Measuring impact of social media use on a brand/business
This seems to me to be a very short-sighted move and suggests that the brand’s management have misunderstood how to measure the impact of social media use on the business. If it is viewed purely as a sales tool, then this may seem like a straightforward business decision: Many of its customers are older and may not use social media and those who do aren’t choosing Wetherspoons because of it. There is also a lack of willingness from staff to spend time on it. Strategically, they’ve missed the point. Social media use by a consumer brand cannot be measured by short term sales alone and if it is used as a short-term sales tool, it is unlikely to have an impact anyway.
Ignorance isn’t bliss
For a brand the size of Wetherspoons, there is no doubt that, whether it has a presence on social platforms or not, people will be talking about it on social media on a regular basis. Monitoring social channels for mentions, comments, and complaints can be time-consuming, but not doing so can come at a much greater cost. Assuming Wetherspoons HQ and its individual branches don’t intend on even ‘listening’ to social platforms, they are effectively ‘blocking out’ a key customer communications/care channel. So much for two-way dialogue! Social media is a free to use and incredibly powerful customer insight and research tool which the brand clearly doesn’t understand how to tap into.
Fit for the future?
It may be that detailed analysis has been undertaken showing that most of Wetherspoons’ current customers rarely use social media (unlikely in this day and age) or that if they do, they have no desire to engage with the brand on those platforms. However, the announcement doesn’t mention what customers want – it focuses on staff time spent on the channels. And even if current customers don’t use those channels or don’t want/need to use them to engage with the brand or individual branches, that’s not to say that things won’t change in the future. If the business is going to be sustainable over the long term, it needs to be looking at consumer trends over the next 10-20 years and while many younger people are moving away from the mainstream social media channels, there is no evidence that they will stop using them completely or that they won’t go back to using them when they get into the workplace. Snapchat might be great for teenagers who want to shun brands and their parents, but they may turn to Twitter when they become young professionals. Deleting accounts that have built up 10,000 followers is throwing away years’ worth of data and contacts, not to mention meaning that any future change of plans will mean starting completely from scratch!

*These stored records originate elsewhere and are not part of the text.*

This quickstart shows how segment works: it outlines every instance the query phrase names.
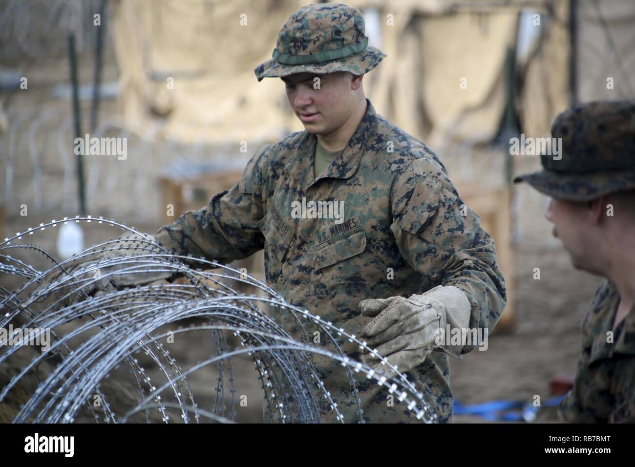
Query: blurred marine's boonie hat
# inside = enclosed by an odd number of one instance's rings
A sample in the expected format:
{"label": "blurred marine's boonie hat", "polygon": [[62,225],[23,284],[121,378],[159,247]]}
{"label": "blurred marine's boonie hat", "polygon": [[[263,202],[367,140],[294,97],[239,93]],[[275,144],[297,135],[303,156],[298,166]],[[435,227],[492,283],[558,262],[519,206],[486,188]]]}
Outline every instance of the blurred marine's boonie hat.
{"label": "blurred marine's boonie hat", "polygon": [[303,6],[278,33],[273,58],[254,72],[259,81],[294,73],[364,74],[386,56],[368,45],[364,30],[364,17],[357,8],[343,3]]}
{"label": "blurred marine's boonie hat", "polygon": [[540,156],[544,170],[514,182],[527,182],[554,198],[581,201],[635,189],[635,98],[568,109],[556,118],[551,134],[562,138],[558,158]]}

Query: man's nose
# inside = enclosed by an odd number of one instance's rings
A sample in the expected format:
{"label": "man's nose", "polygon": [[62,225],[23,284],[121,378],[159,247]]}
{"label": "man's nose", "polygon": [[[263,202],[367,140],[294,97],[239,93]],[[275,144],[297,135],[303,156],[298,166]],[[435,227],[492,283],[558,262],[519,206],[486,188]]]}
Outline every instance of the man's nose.
{"label": "man's nose", "polygon": [[311,98],[311,91],[305,86],[298,86],[295,91],[295,107],[301,108],[310,105],[313,100]]}

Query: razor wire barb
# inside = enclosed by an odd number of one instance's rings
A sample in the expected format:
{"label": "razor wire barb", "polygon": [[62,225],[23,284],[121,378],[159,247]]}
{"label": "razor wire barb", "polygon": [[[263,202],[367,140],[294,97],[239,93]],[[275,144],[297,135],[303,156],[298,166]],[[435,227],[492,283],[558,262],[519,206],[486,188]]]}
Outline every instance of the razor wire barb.
{"label": "razor wire barb", "polygon": [[[23,241],[48,227],[69,222],[104,224],[97,228],[118,227],[135,236],[130,242],[135,246],[126,246],[127,241],[109,240],[58,262],[44,249]],[[41,256],[50,267],[40,271],[8,254],[23,250]],[[120,255],[96,259],[104,252],[116,250],[121,250]],[[170,273],[183,280],[100,291],[95,296],[87,293],[97,281],[117,274],[157,272]],[[0,406],[17,388],[23,391],[34,388],[27,391],[28,398],[16,409],[14,422],[72,423],[81,416],[83,421],[88,417],[96,423],[168,423],[175,415],[184,423],[233,422],[237,403],[232,358],[248,358],[257,372],[268,409],[267,421],[319,423],[323,421],[324,411],[332,411],[335,419],[343,423],[344,414],[314,363],[316,356],[343,367],[356,401],[356,421],[364,421],[356,374],[384,386],[417,419],[437,421],[426,395],[385,359],[381,359],[384,372],[343,351],[342,345],[347,341],[377,355],[356,335],[287,302],[244,271],[203,257],[173,254],[151,237],[114,220],[64,217],[18,232],[0,242],[0,274],[9,274],[19,282],[12,289],[0,287],[0,328],[17,325],[33,331],[32,337],[42,337],[47,330],[51,335],[50,342],[37,351],[26,339],[17,345],[10,344],[11,335],[0,340],[0,371],[7,365],[13,370],[0,390]],[[250,286],[258,293],[245,294],[232,283]],[[69,290],[70,292],[64,294]],[[274,309],[274,313],[263,311],[267,308]],[[272,316],[290,318],[297,332],[292,335]],[[308,326],[325,336],[326,346],[312,344]],[[194,332],[211,334],[210,356],[184,370],[164,342],[167,337]],[[233,348],[229,342],[232,339],[236,341]],[[30,361],[23,357],[17,360],[20,351],[27,352]],[[18,363],[11,363],[16,361]],[[156,365],[152,377],[144,362]],[[122,363],[127,372],[119,369]],[[48,371],[43,369],[44,366]],[[218,374],[214,393],[204,407],[199,407],[187,377],[211,367]],[[37,383],[23,384],[34,373]],[[126,379],[134,390],[125,391],[119,379],[128,374],[131,377]],[[163,382],[152,381],[157,375]],[[97,400],[98,404],[95,403]]]}

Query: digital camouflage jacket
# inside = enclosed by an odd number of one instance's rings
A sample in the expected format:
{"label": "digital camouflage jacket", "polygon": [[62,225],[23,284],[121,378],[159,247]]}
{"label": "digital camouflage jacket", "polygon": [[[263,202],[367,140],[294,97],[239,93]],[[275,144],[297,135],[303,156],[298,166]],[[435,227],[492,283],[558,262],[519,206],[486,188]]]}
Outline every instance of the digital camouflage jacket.
{"label": "digital camouflage jacket", "polygon": [[[317,179],[316,136],[294,133],[260,149],[231,190],[162,227],[156,240],[173,252],[222,262],[264,248],[269,285],[293,305],[357,335],[370,320],[358,311],[361,300],[408,297],[439,285],[465,292],[471,328],[491,330],[506,301],[491,238],[464,205],[436,156],[367,104],[347,146]],[[294,218],[292,203],[303,198],[344,201],[343,222]],[[297,332],[276,312],[269,311]],[[455,356],[460,358],[474,346],[459,348]],[[359,358],[353,344],[346,341],[342,349]],[[344,421],[358,421],[358,403],[344,368],[314,360]],[[406,374],[439,419],[450,421],[448,354],[435,351]],[[356,386],[364,421],[417,421],[405,403],[388,403],[385,386],[365,377]],[[334,420],[326,407],[323,413],[325,421]]]}
{"label": "digital camouflage jacket", "polygon": [[582,324],[573,389],[558,408],[564,421],[635,423],[635,309],[613,330],[619,302],[617,290],[605,281]]}

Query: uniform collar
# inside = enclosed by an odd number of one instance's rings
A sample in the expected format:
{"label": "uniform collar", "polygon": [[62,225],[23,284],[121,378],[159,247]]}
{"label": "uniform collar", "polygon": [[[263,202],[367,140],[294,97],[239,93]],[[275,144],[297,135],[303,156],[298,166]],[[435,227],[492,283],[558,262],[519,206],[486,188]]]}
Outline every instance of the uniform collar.
{"label": "uniform collar", "polygon": [[326,171],[317,180],[314,173],[314,145],[318,138],[305,131],[300,142],[295,147],[284,166],[284,170],[298,180],[300,186],[306,191],[314,183],[322,179],[348,179],[357,170],[366,147],[366,143],[377,127],[377,113],[368,99],[366,100],[366,113],[355,133],[339,156],[335,158]]}

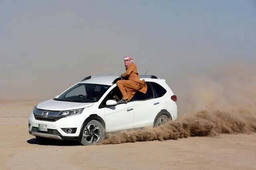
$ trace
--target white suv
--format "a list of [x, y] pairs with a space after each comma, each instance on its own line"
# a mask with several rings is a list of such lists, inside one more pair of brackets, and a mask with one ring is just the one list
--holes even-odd
[[107, 133], [157, 127], [177, 118], [177, 97], [164, 79], [141, 76], [147, 85], [127, 104], [117, 104], [122, 95], [119, 74], [86, 77], [53, 99], [35, 106], [28, 118], [29, 132], [39, 140], [78, 140], [98, 143]]

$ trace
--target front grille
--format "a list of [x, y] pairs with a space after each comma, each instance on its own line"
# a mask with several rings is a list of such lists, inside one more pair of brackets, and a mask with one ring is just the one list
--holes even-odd
[[38, 118], [37, 117], [35, 116], [35, 119], [36, 120], [42, 120], [43, 121], [48, 121], [48, 122], [55, 122], [59, 119], [49, 119], [46, 118]]
[[48, 129], [47, 132], [41, 131], [38, 130], [38, 128], [36, 127], [32, 127], [31, 132], [46, 133], [47, 134], [54, 134], [55, 135], [61, 135], [60, 132], [59, 132], [56, 129]]
[[36, 120], [47, 122], [56, 122], [62, 118], [60, 117], [50, 117], [48, 118], [43, 118], [42, 116], [38, 115], [35, 114], [34, 114], [34, 116], [35, 117], [35, 119]]

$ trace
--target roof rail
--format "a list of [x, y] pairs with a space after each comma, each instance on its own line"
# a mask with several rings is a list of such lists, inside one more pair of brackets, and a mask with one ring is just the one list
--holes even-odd
[[[154, 79], [158, 79], [158, 78], [155, 76], [153, 76], [153, 75], [140, 75], [139, 76], [139, 78], [154, 78]], [[119, 77], [118, 78], [116, 78], [116, 79], [114, 80], [113, 81], [113, 82], [112, 82], [112, 84], [114, 84], [115, 83], [116, 83], [117, 82], [117, 81], [118, 80], [121, 80], [121, 77]]]
[[157, 78], [157, 77], [156, 76], [153, 76], [153, 75], [140, 75], [139, 78], [154, 78], [154, 79], [157, 79], [158, 78]]
[[94, 75], [93, 76], [90, 76], [87, 77], [85, 77], [85, 78], [83, 79], [81, 82], [83, 82], [84, 81], [85, 81], [87, 80], [90, 79], [92, 78], [93, 78], [94, 77], [103, 77], [104, 76], [121, 76], [121, 74], [97, 74]]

Reputation, reputation, reputation
Not only does turning its back on social media make it much more difficult for a consumer brand to manage/monitor its reputation, one satirical article (http://newsthump.com/2018/04/16/social-media-is-bad-for-you-insists-wetherspoons-pub-serving-pints-for-breakfast/) even questions the company’s motives for taking the decision, suggesting that it could be to avoid scrutiny around how the Brexit referendum was handled by some key influencers, including business leaders like Wetherspoons’ boss. What may have partly been a PR exercise could turn into a PR nightmare. In a world where consumers demand transparency, Wetherspoons could now look like it has something to hide.
The same satirical article also highlights the hypocrisy of Wetherspoons’ claim that this is somehow an ethical stance on the negative impact of social media on people’s lives when its core business is to sell cheap alcohol. Even the way the decision has been announced and the suggested motives behind it have created cynicism, especially since trust in big brands and the traditional news media (which Wetherspoons now says it will rely more heavily on) is at an all-time low.
Is social media set for decline?
Having said all that, trust in social media platforms is also declining in the light of general privacy issues and things like the Facebook-Cambridge Analytica data scandal. Wetherspoons isn’t the only major brand to have its reservations and won’t be the last. While Wetherspoons’ motivations may be short-sighted now, we could see other businesses following in this trend, along with consumers. My concern is that we go back to the days of brands making the assumption that they can engage customers over the long term simply by ‘broadcasting’ information ‘at’ them. They will learn the hard way that this is no longer possible.